The Airy model assumes isostatic equilibrium is maintained by variations in crustal thickness: mountains have thick crustal roots while ocean basins have thin crust. A column of rock at any location has the same total gravitational weight if integrated to a constant reference depth. Airy isostasy predicts the crustal thickness needed to balance observed topography.
From your study of isostasy, you know that Earth's crust floats on the denser mantle much like ice floats on water, and that topographic highs must be compensated by mass deficits at depth to maintain gravitational equilibrium. The Airy isostasy model specifies exactly how this compensation works: it assumes the crust has a uniform density everywhere, and that differences in surface elevation are explained entirely by differences in crustal thickness. Mountains stand high because they have deep roots extending into the mantle; ocean basins sit low because their crust is thin.
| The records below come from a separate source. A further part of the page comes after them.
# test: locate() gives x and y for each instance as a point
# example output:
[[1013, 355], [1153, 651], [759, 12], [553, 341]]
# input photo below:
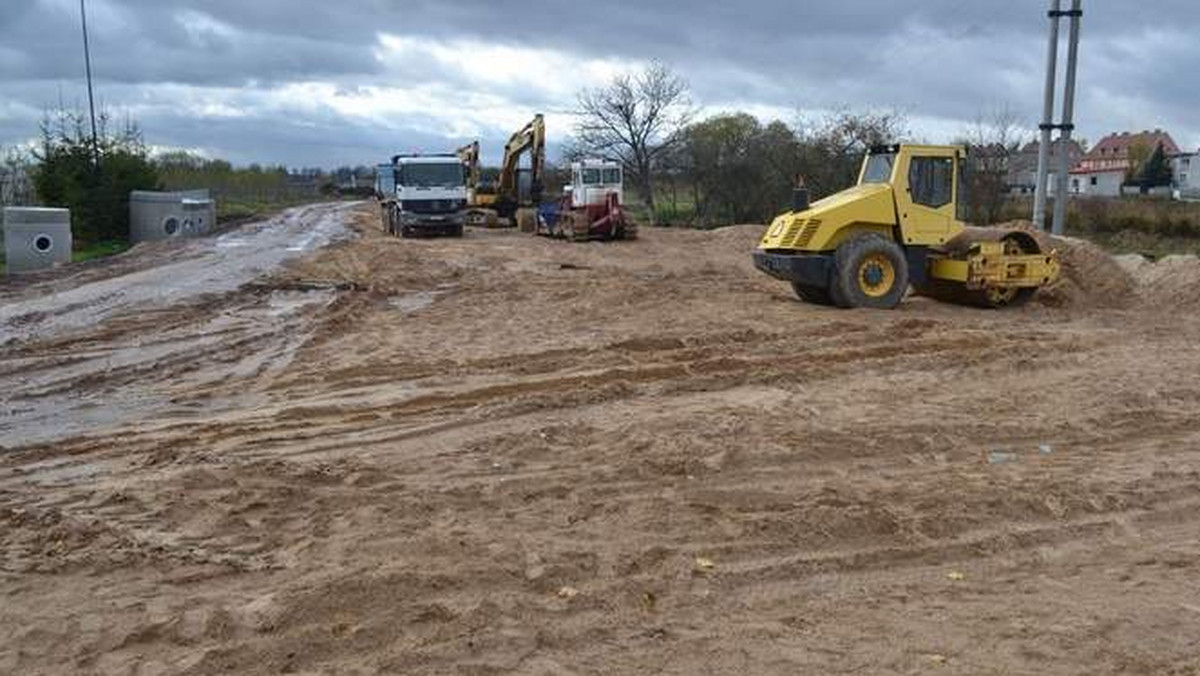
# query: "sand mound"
[[1091, 277], [1173, 282]]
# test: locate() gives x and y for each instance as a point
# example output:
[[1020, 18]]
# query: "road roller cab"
[[903, 225]]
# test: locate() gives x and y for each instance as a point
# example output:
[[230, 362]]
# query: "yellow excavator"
[[504, 204], [903, 225]]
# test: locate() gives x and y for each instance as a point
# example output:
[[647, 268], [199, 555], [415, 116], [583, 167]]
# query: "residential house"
[[1186, 169], [1103, 171], [1023, 172]]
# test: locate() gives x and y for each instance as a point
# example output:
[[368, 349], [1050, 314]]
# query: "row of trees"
[[730, 167], [94, 177], [735, 168]]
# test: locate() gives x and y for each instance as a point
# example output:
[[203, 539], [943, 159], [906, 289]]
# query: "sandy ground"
[[511, 455]]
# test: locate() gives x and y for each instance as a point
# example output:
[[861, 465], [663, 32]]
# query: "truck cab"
[[593, 181], [430, 196]]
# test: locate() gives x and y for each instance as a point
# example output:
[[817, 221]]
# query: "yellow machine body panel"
[[829, 221]]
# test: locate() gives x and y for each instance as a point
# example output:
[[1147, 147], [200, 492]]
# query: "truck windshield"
[[879, 168], [432, 175]]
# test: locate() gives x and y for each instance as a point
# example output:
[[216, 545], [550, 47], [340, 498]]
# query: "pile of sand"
[[1173, 282], [1091, 277]]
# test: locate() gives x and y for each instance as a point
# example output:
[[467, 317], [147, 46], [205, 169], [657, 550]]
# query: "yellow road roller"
[[903, 225]]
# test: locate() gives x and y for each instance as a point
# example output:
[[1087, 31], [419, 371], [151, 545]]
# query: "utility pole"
[[1048, 125], [1062, 193], [91, 96]]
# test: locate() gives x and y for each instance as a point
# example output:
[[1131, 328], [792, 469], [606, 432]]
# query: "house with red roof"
[[1103, 171]]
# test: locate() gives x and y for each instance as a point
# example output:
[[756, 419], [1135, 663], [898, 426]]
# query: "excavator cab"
[[903, 226]]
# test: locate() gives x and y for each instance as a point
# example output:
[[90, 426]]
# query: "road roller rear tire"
[[869, 271]]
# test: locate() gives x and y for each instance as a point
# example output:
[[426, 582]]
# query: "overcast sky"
[[324, 83]]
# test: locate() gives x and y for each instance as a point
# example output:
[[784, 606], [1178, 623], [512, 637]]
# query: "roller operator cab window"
[[432, 175], [931, 181], [879, 168]]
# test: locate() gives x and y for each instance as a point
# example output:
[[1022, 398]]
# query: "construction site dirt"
[[504, 454]]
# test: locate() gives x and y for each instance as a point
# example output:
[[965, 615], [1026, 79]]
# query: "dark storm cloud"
[[943, 60]]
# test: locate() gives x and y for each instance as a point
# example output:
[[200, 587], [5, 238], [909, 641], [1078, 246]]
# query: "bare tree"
[[635, 119], [834, 144], [994, 142]]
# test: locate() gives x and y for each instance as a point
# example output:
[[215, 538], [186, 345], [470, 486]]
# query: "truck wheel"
[[808, 293], [869, 271]]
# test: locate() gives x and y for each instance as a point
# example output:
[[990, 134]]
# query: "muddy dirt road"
[[510, 455]]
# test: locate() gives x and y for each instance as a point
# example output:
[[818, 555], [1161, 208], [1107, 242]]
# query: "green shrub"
[[93, 181]]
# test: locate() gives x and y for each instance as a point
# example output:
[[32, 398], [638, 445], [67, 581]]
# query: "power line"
[[91, 96]]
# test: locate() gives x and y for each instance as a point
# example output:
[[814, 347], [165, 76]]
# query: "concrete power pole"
[[1048, 125]]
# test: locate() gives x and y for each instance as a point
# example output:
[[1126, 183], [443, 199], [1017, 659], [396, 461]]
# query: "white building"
[[1186, 169], [1103, 183], [1102, 172]]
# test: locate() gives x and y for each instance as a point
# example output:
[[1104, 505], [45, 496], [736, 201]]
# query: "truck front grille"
[[431, 205]]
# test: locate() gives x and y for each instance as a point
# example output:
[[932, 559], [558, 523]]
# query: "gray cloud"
[[939, 59]]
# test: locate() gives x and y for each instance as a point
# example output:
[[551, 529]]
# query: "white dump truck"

The analogy to icebergs is nearly exact. An iceberg floating in the ocean has most of its mass below the waterline. A taller iceberg does not have denser ice — it simply has more ice extending deeper into the water. In Airy isostasy, a 5 km mountain range might require a crustal root extending 30–35 km below the normal crustal base, because the density contrast between crust (~2,700 kg/m³) and mantle (~3,300 kg/m³) determines the ratio of root depth to surface elevation. The math follows directly from the equal pressure at a compensation depth principle: pick a horizontal surface deep in the mantle, and the total weight of every vertical column above that surface must be the same. If it were not, pressure differences would drive lateral flow in the mantle until balance was restored.
You can calculate the root thickness from a simple formula. If the crust has density ρ_c and the mantle has density ρ_m, then for a mountain of height h above the reference surface, the root extends to a depth r = h × ρ_c / (ρ_m − ρ_c). With typical values, this gives roughly r ≈ 5h — every kilometer of elevation requires about five kilometers of extra root. This prediction is testable: seismic studies beneath the Himalayas and the Andes confirm that crustal roots reach 60–70 km, consistent with Airy predictions for their elevations.
The Airy model works well for mountain belts and continental margins, where crustal thickness variations are the dominant mode of compensation. It works less well for broad plateaus and mid-ocean features, where lateral density variations (the subject of the Pratt model you will encounter next) may play a larger role. The model also assumes perfect local compensation — each column is independently balanced — which ignores the lateral strength of the lithosphere. Real lithosphere can support loads over some horizontal distance, which is why the related concept of elastic plate flexure eventually refines this picture. Still, Airy isostasy remains the foundational quantitative tool for predicting how topography and crustal structure relate, and gravity anomaly analysis in the field begins by comparing observations against Airy predictions.